A LR(1)-item is an LR(0) item with a lookahead. So we will get the following LR(0)-item for state 0:

S -> .AB , {lookahead} 
A -> .aAb,  {lookahead} 
A -> .a,  {lookahead}

State: 1

A ->  a.Ab, {lookahead} 
A ->  a. ,{lookahead} 
A -> .aAb ,{lookahead} 
A ->.a ,{lookahead}

Can somebody explain how to compute the lookaheads ? What is the general approach ?

Thank you in advance

Answer

templatetypedef picture templatetypedef · Jan 2, 2013

The lookaheads used in an LR(1) parser are computed as follows. First, the start state has an item of the form

S -> .w  ($)

for every production S -> w, where S is the start symbol. Here, the $ marker denotes the end of the input.

Next, for any state that contains an item of the form A -> x.By (t), where x is an arbitrary string of terminals and nonterminals and B is a nonterminal, you add an item of the form B -> .w (s) for every production B -> w and for every terminal in the set FIRST(yt). (Here, FIRST refers to FIRST sets, which are usually introduced when talking about LL parsers.
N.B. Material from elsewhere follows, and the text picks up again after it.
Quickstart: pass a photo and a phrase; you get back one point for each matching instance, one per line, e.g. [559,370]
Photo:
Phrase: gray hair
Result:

If you haven't seen them before, I would take a few minutes to look over those lecture notes).

Let's try this out on your grammar. We start off by creating an item set containing

S -> .AB ($)

Next, using our second rule, for every production of A, we add in a new item corresponding to that production and with lookaheads of every terminal in FIRST(B$). Since B always produces the string d, FIRST(B$) = d, so all of the productions we introduce will have lookahead d. This gives

S -> .AB ($)
A -> .aAb (d)
A -> .a (d)

Now, let's build the state corresponding to seeing an 'a' in this initial state. We start by moving the dot over one step for each production that starts with a:

A -> a.Ab (d)
A -> a. (d)

Now, since the first item has a dot before a nonterminal, we use our rule to add one item for each production of A, giving those items lookahead FIRST(bd) = b. This gives

A -> a.Ab (d)
A -> a. (d)
A -> .aAb (b)
A -> .a (b)

Continuing this process will ultimately construct all the LR(1) states for this LR(1) parser. This is shown here:

[0]
S -> .AB  ($)
A -> .aAb (d)
A -> .a   (d)

[1]
A -> a.Ab (d)
A -> a.   (d)
A -> .aAb (b)
A -> .a   (b)

[2]
A -> a.Ab (b)
A -> a.   (b)
A -> .aAb (b)
A -> .a   (b)

[3]
A -> aA.b (d)

[4]
A -> aAb. (d)

[5]
S -> A.B  ($)
B -> .d   ($)

[6]
B -> d.   ($)

[7]
S -> AB.  ($)

[8]
A -> aA.b (b)

[9]
A -> aAb. (b)

In case it helps, I taught a compilers course last summer and have all the lecture slides available online. The slides on bottom-up parsing should cover all of the details of LR parsing and parse table construction, and I hope that you find them useful!

Hope this helps!